The task force described the areas of education, criminal justice and economic empowerment as critical elements of building a more equitable society in Kentucky.  It also pointed out that the report is the first step in what will be ongoing initiatives of the Kentucky Chamber to identify and address inequities in the state’s public and private institutions, policies and programs.

In education, the report includes recommendations to close achievement and opportunity gaps, address the disparities in school discipline and increase postsecondary enrollment and attainment for Black students. These include:

• Greater transparency about the problems and public distribution of information about gap-closing efforts that achieve or fail.

• Specific accountable action plans to address the problems.

• Building awareness about postsecondary costs and outcomes.

• Training to mitigate implicit bias.

In criminal justice, the report stated, “There are few areas of American society where racial disparities are as profound and as troubling as in the criminal justice system,” and recommended several steps:

• Greater transparency about arrests, convictions and incarceration rates for adults and juveniles.

• Required racial impact statements before criminal justice policies are implemented.

• Programs to improve the chances of success for people leaving prison and other reforms.

The report also has recommendations to move toward equity in economic empowerment. Among them:

• Targeted actions by government to provide detailed reports on the impact of economic development programs, public contracting and business set-aside programs and to eliminate disparities.

• Identifying barriers faced by people of color to employment and housing.

• Assisting Black-owned businesses to attain certification.

• Creating a state Black Entrepreneurship Council to guide effective initiatives.

• Identifying employment opportunities for people of color leaving the criminal justice system.

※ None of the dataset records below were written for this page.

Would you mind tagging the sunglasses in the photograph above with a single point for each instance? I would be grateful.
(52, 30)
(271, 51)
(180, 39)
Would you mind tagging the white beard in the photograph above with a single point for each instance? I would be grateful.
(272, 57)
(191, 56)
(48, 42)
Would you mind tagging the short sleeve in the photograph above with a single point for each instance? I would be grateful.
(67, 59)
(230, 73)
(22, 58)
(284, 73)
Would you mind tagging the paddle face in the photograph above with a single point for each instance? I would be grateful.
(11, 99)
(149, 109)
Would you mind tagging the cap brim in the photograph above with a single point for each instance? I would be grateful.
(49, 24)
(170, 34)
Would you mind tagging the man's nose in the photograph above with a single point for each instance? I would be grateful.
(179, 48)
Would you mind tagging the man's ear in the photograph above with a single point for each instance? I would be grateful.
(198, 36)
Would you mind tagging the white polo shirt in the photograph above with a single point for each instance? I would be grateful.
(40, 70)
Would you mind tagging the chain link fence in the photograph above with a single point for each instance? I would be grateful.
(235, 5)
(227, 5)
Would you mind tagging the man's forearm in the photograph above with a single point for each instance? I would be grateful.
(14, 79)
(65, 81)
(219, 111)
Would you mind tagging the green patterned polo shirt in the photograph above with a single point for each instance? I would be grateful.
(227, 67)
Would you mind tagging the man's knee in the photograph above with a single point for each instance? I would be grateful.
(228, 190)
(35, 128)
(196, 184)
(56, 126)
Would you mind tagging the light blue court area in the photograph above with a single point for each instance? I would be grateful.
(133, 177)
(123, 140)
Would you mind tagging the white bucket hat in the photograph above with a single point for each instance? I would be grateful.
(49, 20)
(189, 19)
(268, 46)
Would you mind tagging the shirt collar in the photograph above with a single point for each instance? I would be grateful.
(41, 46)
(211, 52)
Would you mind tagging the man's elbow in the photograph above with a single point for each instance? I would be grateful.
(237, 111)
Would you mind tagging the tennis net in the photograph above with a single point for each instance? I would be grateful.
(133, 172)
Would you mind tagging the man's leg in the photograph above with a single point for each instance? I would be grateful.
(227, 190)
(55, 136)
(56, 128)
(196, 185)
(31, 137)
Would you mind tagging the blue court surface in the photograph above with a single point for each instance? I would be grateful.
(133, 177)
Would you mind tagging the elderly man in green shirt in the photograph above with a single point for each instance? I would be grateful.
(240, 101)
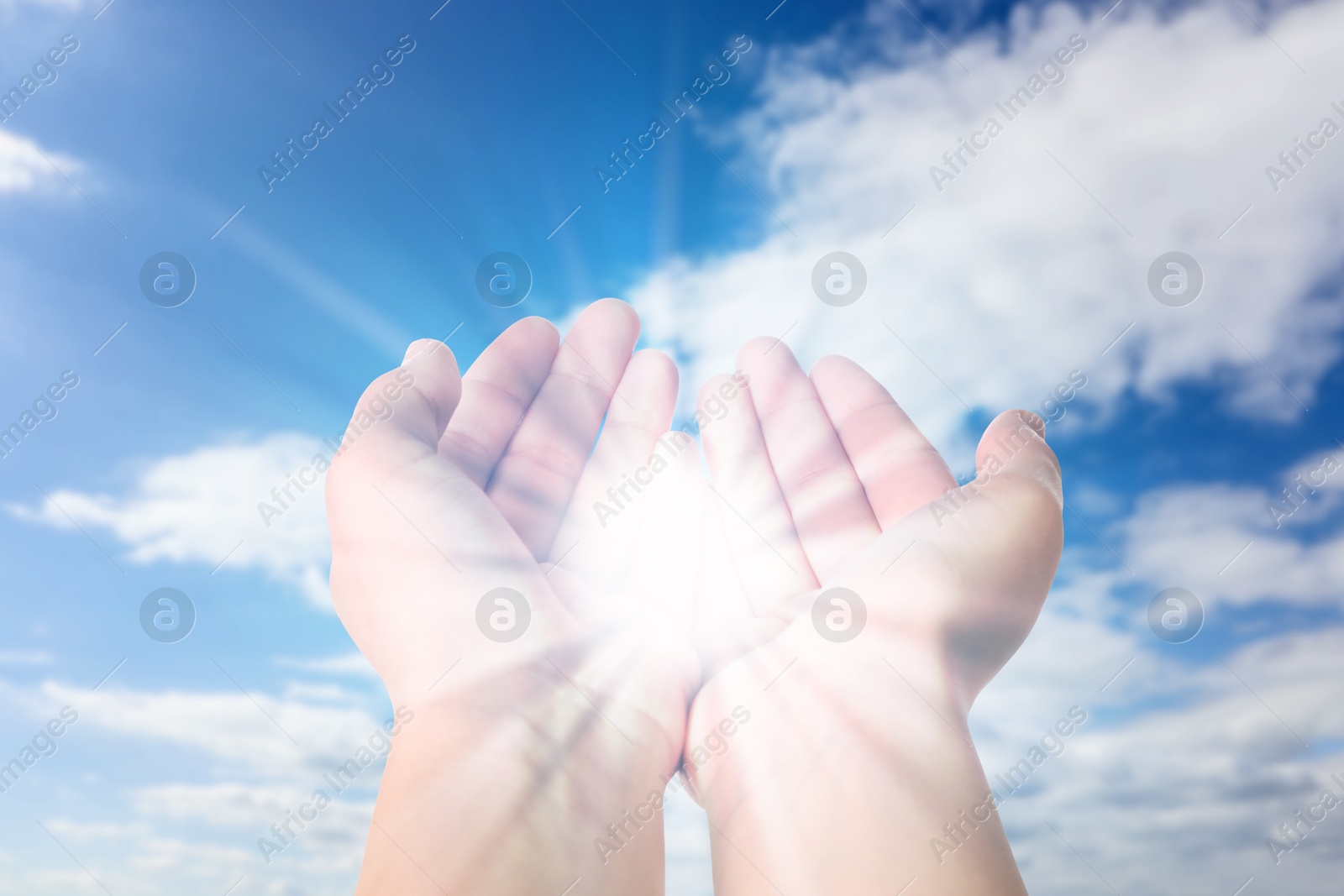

“Learning from the lessons of the past year, Kentucky has an unprecedented opportunity to build a stronger future by making deliberate, sustainable reforms to overcome the racial inequality that has hampered our progress for so many generations,” said Kentucky Chamber President and CEO Ashli Watts. “This is serious work and will require the commitment, energy and ongoing attention of employers, business leaders, policymakers, elected officials, educators and committed citizens across the Commonwealth.”